Please join us this Sunday, June 19, in celebrating Juneteenth. A monumental date in American history, Juneteenth honors the end of slavery in the United States. While considered the longest-running African American holiday, it also officially became the nation’s youngest federal holiday when signed into law in June of 2021.
The holiday commemorates the issuing of the Emancipation Proclamation in the United States, delivered by President Abraham Lincoln on January 1, 1863 to free enslaved African Americans in secessionist states. However, enslaved individuals in Galveston, Texas would not learn of their freedom until more than two years later.
While the Emancipation Proclamation did guarantee freedom to enslaved people in secessionist states, not all those enslaved were freed at that time. In Texas, slavery had continued as the state experienced no large-scale fighting or significant presence of Union troops. In Union states which did not secede during the Civil War, slavery was not abolished until the passing of the 13th Amendment in 1865, which freed all enslaved people in the country.
June 19th, which became known as Juneteenth, marks the day in 1865 when federal troops arrived in Galveston, Texas to take control of the state and ensure that all enslaved people were freed. While Confederate General Robert E. Lee had surrendered two months earlier in Virginia, slavery had remained relatively unaffected in Texas until that time. That’s when Major General Gordon Granger informed the community of Galveston of Lincoln’s proclamation, demanding locals comply.
One of General Granger’s first orders of business was to read to the people of Texas General Order Number 3, which began:
“The people of Texas are informed that in accordance with a Proclamation from the Executive of the United States, all slaves are free. This involves an absolute equality of rights and rights of property between former masters and slaves, and the connection heretofore existing between them becomes that between employer and hired laborer.”
Texas was the last Confederate state where the proclamation was announced and the first to recognize the date of June 19th statewide. The inaugural Juneteenth to commemorate the official day enslaved people in Galveston were freed began in 1866.
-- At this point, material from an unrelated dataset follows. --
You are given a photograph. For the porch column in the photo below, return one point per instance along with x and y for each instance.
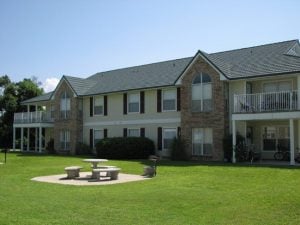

In 1979, Texas became the first state to make Juneteenth an official holiday, with several others following suit in subsequent years. In June 2021, Congress passed a resolution establishing Juneteenth as a national holiday, with President Biden signing it into law on June 17, 2021.
Why Should We Celebrate?
We celebrate Juneteenth because of what this holiday reveals to us about the inherent dignity and humanity of all people. And while such celebrations can spark uncomfortable feelings, it is important that they occur and we reflect on their meaning and importance.
This is more than a time to commemorate liberation from the institution of slavery, but also a time to highlight the resilience, spirit, and culture of the African American community. It is a tribute that remains extremely relevant in this day and age, serving as a celebration of the progress made by those who continue fighting for the rights and freedoms of all people. It is a reminder of where we were, how far we’ve come, and the work necessary to ensure a brighter, more equitable world for everyone.